King Felix gets off to princely start
SEATTLE – No longer The King or even The Boy King, Felix Hernandez has been demoted to something along the lines of prince regent.
It’s a suspect distinction. More accurately, Hernandez is now 1B to Erik Bedard’s 1A in the Seattle Mariners’ starting rotation. This does not make him the Drysdale to Bedard’s Koufax no matter how giddy the anticipation gets around Safeco Field, but it’s the best quinella the M’s have had in the Young Flamethrower Handicap.
Asked for his assessment of Hernandez’s role in this new hurled order, M’s manager John McLaren didn’t have to think long.
“I kind of like him going against a No. 2,” he said.
Well, yes, that does seem to tilt in Seattle’s favor, especially when the other team’s No. 2 is coming off a 6-10 season with an ERA pushing 6.
And yet Texas starter Vincente Padilla is a 14-game winner three times over in his big league career and for all his scuffling Tuesday night actually spent less time in mortal danger than did Prince Felix. Some of that, of course, had to do with the Mariners’ offense, which during this sliver of the season has been short on sock and long on the same word with a different vowel. Would you believe 15 runners left on base?
As a result, when he left the premises after seven innings and 97 pitches, Hernandez was – like Bedard on Opening Day – neither winner nor loser, but had merely “given us a chance to win,” a phrase McLaren should probably copyright.
To this point, it appears M’s starters are taking their chances with their hitters, a reversal from 2007.
But what is baseball if not a game of chance? Or multiple chances?
On Tuesday, the M’s bullpen – specifically left-hander Eric O’Flaherty – turned that chance into what looked to be a quick and painful loss. Then the Rangers’ bullpen and their ham-fisted fielders turned it back. And then Josh Hamilton turned it into theatre of the absurd by blasting a two-run homer off M’s closer J.J. Putz in the ninth inning for a 5-4 Texas victory.
None of it had much in the way of overarching significance, being Game 2 of 162 and all. But it did do its part to reinforce the feeling that while general manager Bill Bavasi was able to pave over the one crater standing between the M’s and the playoffs – shoddy starting pitching – the two potholes of offensive pop and bullpen reliability remain.
So extensive was the late-game nonsense that an alternately splendid and curious first start by Hernandez was all but forgotten.
It was not “vintage Felix,” implying as that does the crazy overpowering Felix of his first few major league starts. That Felix lasted four innings this night, victimized only by his wild throw on a sacrifice bunt. After that it was scratch, claw and survive Felix, not a bad development in itself for a soon-to-be 22-year-old whose concentration and maturity has been questioned on occasion.

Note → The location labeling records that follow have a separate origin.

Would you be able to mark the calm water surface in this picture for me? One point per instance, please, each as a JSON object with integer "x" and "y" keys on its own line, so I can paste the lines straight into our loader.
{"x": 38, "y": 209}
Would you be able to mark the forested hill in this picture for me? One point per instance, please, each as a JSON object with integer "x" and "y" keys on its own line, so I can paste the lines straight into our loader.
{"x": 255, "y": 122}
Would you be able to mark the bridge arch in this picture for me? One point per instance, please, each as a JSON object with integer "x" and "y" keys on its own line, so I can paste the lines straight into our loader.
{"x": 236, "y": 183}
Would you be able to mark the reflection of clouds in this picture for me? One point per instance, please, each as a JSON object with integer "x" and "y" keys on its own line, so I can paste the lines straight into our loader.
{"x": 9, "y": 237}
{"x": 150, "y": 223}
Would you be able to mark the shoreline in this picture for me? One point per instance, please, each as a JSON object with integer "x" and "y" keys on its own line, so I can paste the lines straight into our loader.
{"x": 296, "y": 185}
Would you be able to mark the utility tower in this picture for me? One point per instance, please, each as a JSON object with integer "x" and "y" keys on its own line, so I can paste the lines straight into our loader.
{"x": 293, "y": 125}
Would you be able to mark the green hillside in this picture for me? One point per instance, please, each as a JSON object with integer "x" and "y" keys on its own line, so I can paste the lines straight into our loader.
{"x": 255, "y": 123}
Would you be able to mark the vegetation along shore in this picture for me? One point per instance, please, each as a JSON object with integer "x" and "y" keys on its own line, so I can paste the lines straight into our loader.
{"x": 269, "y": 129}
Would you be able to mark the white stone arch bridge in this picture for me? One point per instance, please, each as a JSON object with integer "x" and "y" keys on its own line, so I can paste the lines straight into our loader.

“Felix really showed a lot of grit out there,” McLaren said. “He battled his way out of some tough jams. He got double-play balls, some big tough outs and he worked hard.”
Bizarrely hard. Hernandez actually had more assists (five) than strikeouts (three) and on more than half those assists, he didn’t catch the ball on the first stab, resorting to some scrambling instead. He threw out Milton Bradley at first while falling down. He nailed Hank Blalock at the plate after a hot comebacker, teetering back on his right leg to throw a strike to Kenji Johjima. He foiled a sacrifice bunt by Ian Kinsler with a throw to second that beat Ben Broussard, and turned a line shot by Michael Young into a double play.
“They say, ‘Catch the ball – catch it or let it go,’ ” Hernandez said. “That was (Jose) Lopez and Yuni (Betancourt) telling me. I said, ‘I’m trying.’ “
The theory through spring training and into the start of the 2008 season is that the off-season acquisition of Bedard will most benefit Hernandez by simply easing the pressure on him. This is not precisely true, as Hernandez himself has pointed out.
“The bullpen will be better because we can throw more innings,” he said before the opener. “Last year, we had to use (the bullpen) too much. Every day we use them, and early in games. This year, we have Bedard and Carlos (Silva) and they won’t be so tired.”
Well, that theory took a hit Tuesday – both O’Flaherty and Putz, pitching on back-to-back days, struggled.
But Hernandez, without necessarily his best stuff other than perhaps his two-seam fastball, showed a tough-mindedness that might in part be attributable to his new station.
“It takes a little pressure off him,” McLaren said of Bedard’s arrival, “but it also pushes him a little bit. It’s a two-fold thing. He might look at it differently than me, but that’s how I look at it.”
Because it’s good to be king. But sometimes it’s better when you don’t have to be.